Passage
and have seen, and lo, if the daughters of Shiloh come out to dance in dances--then ye have gone out from the vineyards, and caught for you each his wife out of the daughters of Shiloh, and gone to the land of Benjamin;
and have seen, and lo, if the daughters of Shiloh come out to dance in dances--then ye have gone out from the vineyards, and caught for you each his wife out of the daughters of Shiloh, and gone to the land of Benjamin;
Judges 21:19 And they say, `Lo, a festival of Jehovah <FI>is<Fi> in Shiloh, from time to time, which <FI>is<Fi> on the north of Beth-El, at the rising of the sun, by the highway which is going up from Beth-El to Shechem, and on the south of Lebonah.'
Judges 21:20 And they command the sons of Benjamin, saying, `Go--and ye have laid wait in the vineyards,
Judges 21:21 and have seen, and lo, if the daughters of Shiloh come out to dance in dances--then ye have gone out from the vineyards, and caught for you each his wife out of the daughters of Shiloh, and gone to the land of Benjamin;
Judges 21:22 and it hath been, when their fathers or their brethren come in to plead unto us, that we have said unto them, Favour us <FI>by<Fi> them, for we have not taken <FI>to<Fi> each his wife in battle, for ye--ye have not given to them at this time <FI>that<Fi> ye are guilty.'
Judges 21:23 And the sons of Benjamin do so, and take women according to their number, out of the dancers whom they have taken violently away; and they go, and turn back unto their inheritance, and build the cities, and dwell in them.

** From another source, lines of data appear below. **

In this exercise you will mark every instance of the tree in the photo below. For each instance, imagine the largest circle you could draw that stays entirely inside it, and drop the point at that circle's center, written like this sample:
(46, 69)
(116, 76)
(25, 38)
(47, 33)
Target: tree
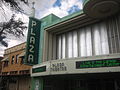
(14, 27)
(14, 4)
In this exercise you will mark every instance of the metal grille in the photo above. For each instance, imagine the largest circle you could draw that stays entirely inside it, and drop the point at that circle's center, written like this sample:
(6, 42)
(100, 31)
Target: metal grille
(97, 39)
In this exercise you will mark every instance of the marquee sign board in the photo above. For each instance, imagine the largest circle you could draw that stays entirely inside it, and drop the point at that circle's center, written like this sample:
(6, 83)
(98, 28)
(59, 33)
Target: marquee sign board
(33, 38)
(98, 63)
(76, 66)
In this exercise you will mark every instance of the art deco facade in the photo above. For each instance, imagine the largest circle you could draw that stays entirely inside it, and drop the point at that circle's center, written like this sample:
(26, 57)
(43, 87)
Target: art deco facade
(78, 52)
(15, 75)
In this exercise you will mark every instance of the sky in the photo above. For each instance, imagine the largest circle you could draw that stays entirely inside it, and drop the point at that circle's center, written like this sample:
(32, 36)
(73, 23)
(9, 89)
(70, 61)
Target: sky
(43, 8)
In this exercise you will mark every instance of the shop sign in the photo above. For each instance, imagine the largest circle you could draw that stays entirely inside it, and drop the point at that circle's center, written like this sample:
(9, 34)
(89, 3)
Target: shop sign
(56, 67)
(98, 63)
(33, 38)
(39, 69)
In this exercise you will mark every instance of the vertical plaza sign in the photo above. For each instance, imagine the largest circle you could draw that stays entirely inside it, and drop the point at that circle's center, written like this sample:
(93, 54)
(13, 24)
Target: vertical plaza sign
(32, 47)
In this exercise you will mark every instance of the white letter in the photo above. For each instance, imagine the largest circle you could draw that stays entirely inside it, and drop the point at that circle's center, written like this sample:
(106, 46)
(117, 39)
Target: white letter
(33, 23)
(32, 33)
(30, 57)
(31, 49)
(32, 40)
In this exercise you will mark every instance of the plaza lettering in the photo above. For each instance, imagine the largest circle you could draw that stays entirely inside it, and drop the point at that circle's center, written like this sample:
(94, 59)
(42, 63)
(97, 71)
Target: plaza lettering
(58, 67)
(32, 42)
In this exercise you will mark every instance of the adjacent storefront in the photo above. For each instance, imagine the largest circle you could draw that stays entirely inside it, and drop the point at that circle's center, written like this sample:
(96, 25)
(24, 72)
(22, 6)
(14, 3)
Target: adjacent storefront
(80, 51)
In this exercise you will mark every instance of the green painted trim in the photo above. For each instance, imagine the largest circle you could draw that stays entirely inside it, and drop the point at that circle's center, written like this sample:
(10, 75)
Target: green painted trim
(33, 82)
(33, 38)
(85, 1)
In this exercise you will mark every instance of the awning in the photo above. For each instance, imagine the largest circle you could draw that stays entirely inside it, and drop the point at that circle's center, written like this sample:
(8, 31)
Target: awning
(5, 59)
(22, 55)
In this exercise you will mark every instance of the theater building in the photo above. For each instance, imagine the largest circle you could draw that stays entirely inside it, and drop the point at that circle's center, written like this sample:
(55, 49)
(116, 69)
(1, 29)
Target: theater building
(14, 74)
(77, 52)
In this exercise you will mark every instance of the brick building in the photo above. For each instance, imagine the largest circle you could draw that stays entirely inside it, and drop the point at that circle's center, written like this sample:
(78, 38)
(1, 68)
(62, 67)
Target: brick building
(15, 75)
(78, 52)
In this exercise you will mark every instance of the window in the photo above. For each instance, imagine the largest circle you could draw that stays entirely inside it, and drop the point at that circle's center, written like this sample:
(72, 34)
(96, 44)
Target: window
(100, 38)
(5, 63)
(17, 58)
(22, 60)
(12, 59)
(88, 41)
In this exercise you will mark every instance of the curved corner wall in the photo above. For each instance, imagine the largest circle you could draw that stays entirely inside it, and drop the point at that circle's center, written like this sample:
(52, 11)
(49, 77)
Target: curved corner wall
(101, 8)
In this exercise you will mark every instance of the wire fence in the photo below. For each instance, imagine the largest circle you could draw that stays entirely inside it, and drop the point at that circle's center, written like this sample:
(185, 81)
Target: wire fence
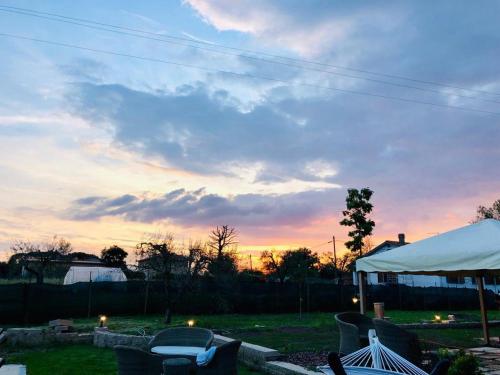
(33, 303)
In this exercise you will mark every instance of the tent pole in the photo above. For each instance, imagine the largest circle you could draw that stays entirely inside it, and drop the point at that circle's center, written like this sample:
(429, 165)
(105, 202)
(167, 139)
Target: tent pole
(362, 292)
(484, 314)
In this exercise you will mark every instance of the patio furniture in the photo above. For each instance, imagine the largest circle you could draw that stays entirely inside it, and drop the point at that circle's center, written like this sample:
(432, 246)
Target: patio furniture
(399, 340)
(13, 370)
(353, 329)
(134, 361)
(224, 361)
(181, 342)
(177, 366)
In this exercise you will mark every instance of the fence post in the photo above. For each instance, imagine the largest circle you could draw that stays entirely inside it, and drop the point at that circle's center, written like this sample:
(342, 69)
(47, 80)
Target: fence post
(146, 298)
(89, 307)
(25, 303)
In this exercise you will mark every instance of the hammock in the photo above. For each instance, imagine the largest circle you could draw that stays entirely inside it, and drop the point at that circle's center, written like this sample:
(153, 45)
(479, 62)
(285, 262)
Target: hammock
(375, 359)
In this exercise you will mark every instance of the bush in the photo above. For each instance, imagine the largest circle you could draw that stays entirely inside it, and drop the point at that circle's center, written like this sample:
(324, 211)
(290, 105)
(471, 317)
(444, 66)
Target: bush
(461, 363)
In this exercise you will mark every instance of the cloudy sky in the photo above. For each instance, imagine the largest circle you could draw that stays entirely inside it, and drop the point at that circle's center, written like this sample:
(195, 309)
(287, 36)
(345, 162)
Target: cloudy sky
(257, 114)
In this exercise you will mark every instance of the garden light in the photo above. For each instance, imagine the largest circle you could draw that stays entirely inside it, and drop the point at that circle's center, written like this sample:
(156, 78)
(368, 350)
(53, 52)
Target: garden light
(102, 320)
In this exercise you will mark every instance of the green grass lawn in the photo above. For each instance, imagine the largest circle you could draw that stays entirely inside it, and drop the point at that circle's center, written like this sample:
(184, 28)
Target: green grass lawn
(287, 333)
(74, 360)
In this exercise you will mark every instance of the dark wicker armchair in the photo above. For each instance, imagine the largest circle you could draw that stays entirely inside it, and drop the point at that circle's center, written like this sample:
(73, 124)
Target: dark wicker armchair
(183, 336)
(134, 361)
(353, 329)
(225, 360)
(399, 340)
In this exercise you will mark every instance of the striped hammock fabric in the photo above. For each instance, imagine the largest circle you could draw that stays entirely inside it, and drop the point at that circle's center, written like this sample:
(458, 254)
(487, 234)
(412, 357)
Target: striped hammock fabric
(376, 359)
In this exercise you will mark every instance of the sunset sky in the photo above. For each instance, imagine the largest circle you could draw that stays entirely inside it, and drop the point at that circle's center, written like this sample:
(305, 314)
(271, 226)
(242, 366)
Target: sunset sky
(183, 134)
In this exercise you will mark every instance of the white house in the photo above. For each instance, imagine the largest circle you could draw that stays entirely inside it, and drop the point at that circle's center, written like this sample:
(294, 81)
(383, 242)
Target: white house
(94, 274)
(388, 278)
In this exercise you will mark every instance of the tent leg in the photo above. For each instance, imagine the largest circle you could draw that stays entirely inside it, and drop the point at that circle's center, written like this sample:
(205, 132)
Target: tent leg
(362, 292)
(484, 314)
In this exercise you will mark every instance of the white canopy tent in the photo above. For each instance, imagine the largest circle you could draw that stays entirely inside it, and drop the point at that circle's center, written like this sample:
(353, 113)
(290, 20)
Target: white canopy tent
(473, 250)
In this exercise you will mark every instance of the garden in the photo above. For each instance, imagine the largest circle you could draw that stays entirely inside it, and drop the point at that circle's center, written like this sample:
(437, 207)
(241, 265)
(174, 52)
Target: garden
(302, 340)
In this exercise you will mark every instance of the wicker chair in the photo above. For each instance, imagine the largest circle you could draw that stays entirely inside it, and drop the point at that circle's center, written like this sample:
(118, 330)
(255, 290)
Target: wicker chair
(335, 364)
(399, 340)
(353, 329)
(225, 360)
(134, 361)
(183, 336)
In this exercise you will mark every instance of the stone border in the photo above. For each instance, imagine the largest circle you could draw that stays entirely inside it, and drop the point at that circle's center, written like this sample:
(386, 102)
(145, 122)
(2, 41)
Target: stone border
(255, 356)
(44, 336)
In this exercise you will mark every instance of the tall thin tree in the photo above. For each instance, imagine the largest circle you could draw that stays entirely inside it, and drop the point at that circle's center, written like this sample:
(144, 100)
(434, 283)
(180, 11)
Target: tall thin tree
(358, 207)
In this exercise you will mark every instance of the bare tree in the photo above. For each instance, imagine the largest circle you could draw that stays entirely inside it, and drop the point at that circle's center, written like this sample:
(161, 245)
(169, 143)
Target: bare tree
(36, 258)
(221, 239)
(178, 269)
(273, 264)
(492, 212)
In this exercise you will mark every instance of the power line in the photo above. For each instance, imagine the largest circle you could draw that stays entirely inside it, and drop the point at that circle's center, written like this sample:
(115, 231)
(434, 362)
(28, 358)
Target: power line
(251, 76)
(300, 67)
(35, 13)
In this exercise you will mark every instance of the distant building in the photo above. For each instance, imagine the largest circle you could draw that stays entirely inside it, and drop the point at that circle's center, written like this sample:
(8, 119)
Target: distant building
(389, 278)
(151, 266)
(78, 274)
(61, 263)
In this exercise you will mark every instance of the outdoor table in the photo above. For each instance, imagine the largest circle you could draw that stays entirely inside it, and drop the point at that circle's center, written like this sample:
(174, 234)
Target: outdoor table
(176, 366)
(178, 351)
(13, 370)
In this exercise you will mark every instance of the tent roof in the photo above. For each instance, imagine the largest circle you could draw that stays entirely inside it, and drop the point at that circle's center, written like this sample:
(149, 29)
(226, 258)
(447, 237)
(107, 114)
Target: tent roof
(472, 248)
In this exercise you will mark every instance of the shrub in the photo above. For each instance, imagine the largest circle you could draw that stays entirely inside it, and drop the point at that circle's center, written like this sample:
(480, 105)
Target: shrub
(461, 363)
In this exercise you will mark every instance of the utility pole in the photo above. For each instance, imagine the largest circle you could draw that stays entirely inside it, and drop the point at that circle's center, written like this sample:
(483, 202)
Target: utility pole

The verse centers on "seen", "daughters", "shiloh", "come", "dance", "dances--then", "gone", and "vineyards". It is saying that the verse draws attention to "seen" and "daughters", so its meaning should be read from those terms before moving to application.
The nearby context moves from verse 20's "And they command the sons of Benjamin..." into verse 22's "and it hath been when their fathers...", so "seen" and "daughters" belong inside that flow. In Judges context, the local focus is covenant, worship, and faithfulness.
A plain takeaway is to answer the verse's own emphasis on "seen" and "daughters" with trust shaped by these words, not by a vague optimism outside the passage.